= Affirmation Scotland =

LGBTQ-affirming Church of Scotland network

Affirmation Scotland was a network within the Church of Scotland seeking full inclusion of the LGBT communities within the Church. It was founded in 2006, during the debate as to whether ministers should be allowed to conduct civil partnership ceremonies. The activities of Affirmation Scotland were coordinated by The Revd. Blair Robertson. At the annual General Assembly Service of Affirmation Scotland in May 2016 Affirmation Scotland was wound up. It exists as a Facebook page where people can post news of interest to LGBTI people, and their friends, connected to The Church of Scotland.

==Background==
Affirmation Scotland calls for a Church characterised by grace, compassion and inclusion. While specifically seeking the affirmation and dignity of lesbian and gay Christians within the church, it also seeks a progressive Church in a wider theological sphere, inspired by the Spirit of God, that is semper reformanda – always reforming, always in accordance with a critical understanding of the Word of God.

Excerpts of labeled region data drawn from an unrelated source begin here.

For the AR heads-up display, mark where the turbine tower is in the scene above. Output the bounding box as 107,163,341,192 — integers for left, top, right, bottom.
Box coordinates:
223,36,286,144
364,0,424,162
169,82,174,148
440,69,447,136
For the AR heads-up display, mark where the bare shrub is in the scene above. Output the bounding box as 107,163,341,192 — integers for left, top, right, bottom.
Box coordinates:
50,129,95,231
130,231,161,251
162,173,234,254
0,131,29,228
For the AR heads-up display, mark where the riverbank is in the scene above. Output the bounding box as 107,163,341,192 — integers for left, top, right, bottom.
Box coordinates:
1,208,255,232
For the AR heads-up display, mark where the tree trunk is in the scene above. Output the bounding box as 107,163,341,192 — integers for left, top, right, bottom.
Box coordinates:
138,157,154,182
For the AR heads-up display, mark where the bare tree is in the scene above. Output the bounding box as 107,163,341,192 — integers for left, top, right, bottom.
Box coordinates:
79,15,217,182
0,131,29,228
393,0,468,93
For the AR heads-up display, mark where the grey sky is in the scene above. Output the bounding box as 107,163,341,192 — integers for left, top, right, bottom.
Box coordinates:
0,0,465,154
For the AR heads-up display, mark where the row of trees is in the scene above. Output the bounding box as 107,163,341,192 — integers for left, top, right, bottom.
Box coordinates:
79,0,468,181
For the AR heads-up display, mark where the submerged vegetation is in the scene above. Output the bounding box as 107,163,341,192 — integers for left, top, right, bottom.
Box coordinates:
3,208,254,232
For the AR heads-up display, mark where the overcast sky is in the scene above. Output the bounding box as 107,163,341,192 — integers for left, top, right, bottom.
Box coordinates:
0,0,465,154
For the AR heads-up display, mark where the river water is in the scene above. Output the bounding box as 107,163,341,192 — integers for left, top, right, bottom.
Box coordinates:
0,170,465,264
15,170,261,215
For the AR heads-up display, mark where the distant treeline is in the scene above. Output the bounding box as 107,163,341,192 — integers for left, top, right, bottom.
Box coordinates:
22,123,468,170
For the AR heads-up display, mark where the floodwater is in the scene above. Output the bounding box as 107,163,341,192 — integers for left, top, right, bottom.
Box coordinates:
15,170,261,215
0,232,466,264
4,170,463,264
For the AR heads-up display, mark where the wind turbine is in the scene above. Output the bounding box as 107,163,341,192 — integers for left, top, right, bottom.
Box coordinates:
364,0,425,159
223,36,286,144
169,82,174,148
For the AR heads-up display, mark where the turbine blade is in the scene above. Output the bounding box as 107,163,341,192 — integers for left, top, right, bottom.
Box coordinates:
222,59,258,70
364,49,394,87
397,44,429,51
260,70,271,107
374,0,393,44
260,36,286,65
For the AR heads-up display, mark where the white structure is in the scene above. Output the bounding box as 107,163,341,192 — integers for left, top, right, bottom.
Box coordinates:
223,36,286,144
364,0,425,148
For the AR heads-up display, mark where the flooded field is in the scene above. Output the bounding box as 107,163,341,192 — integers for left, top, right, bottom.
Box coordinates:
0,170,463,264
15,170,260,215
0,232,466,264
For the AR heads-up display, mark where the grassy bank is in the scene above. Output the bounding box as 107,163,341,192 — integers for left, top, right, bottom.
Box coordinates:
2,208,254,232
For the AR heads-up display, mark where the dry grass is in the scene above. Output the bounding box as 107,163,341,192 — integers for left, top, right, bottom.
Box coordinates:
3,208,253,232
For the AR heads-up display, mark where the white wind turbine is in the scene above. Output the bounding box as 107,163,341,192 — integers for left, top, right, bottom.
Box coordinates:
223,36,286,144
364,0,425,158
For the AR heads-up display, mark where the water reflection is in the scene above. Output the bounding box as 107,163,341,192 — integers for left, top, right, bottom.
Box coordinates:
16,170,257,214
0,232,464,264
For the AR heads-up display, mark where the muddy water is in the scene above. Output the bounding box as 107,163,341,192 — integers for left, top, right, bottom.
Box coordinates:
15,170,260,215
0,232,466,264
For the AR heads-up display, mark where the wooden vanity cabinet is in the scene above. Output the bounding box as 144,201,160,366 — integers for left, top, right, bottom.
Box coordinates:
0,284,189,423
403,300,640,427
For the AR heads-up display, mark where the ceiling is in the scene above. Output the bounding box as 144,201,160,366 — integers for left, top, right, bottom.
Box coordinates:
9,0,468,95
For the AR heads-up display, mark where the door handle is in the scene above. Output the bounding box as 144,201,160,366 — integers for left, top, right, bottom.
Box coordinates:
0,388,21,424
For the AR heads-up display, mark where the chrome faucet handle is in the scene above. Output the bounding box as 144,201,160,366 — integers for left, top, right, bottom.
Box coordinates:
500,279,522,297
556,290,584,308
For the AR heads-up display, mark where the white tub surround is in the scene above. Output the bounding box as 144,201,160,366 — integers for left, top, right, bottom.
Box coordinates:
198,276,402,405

One of its most prominent supporters has been Professor George Newlands of Glasgow University, emeritus professor of divinity.

==Services==
Affirmation Scotland offers a ministry of care, hope and advocacy to lesbian, gay, bisexual and transgender (lgbt) Christians, their families and supporters. It also seeks to contribute to the debate within the Kirk on human sexuality from a progressive perspective. The network provided pastoral care to a number of LGBT people, delivered workshops for Kirk Sessions and other church groups and held a Retreat-style conference for a number of years.

Affirmation Scotland sought to:

- create safe places and times for gay people and their friends to meet for worship, fellowship, and support.
- organise events that promote an inclusive church.
- provide resources to the Kirk and the LGBT community promoting the belief that God welcomes into God's family all people regardless of gender, gender identity, or sexual orientation.
- speak out for the dignity and place of gay Christians whenever this is under attack.
- respond appropriately to approaches by the media for comment on issues related to the Kirk.
- be a presence – reminding the Kirk in a consistent way that the lgbt community has always been and is present within the Kirk.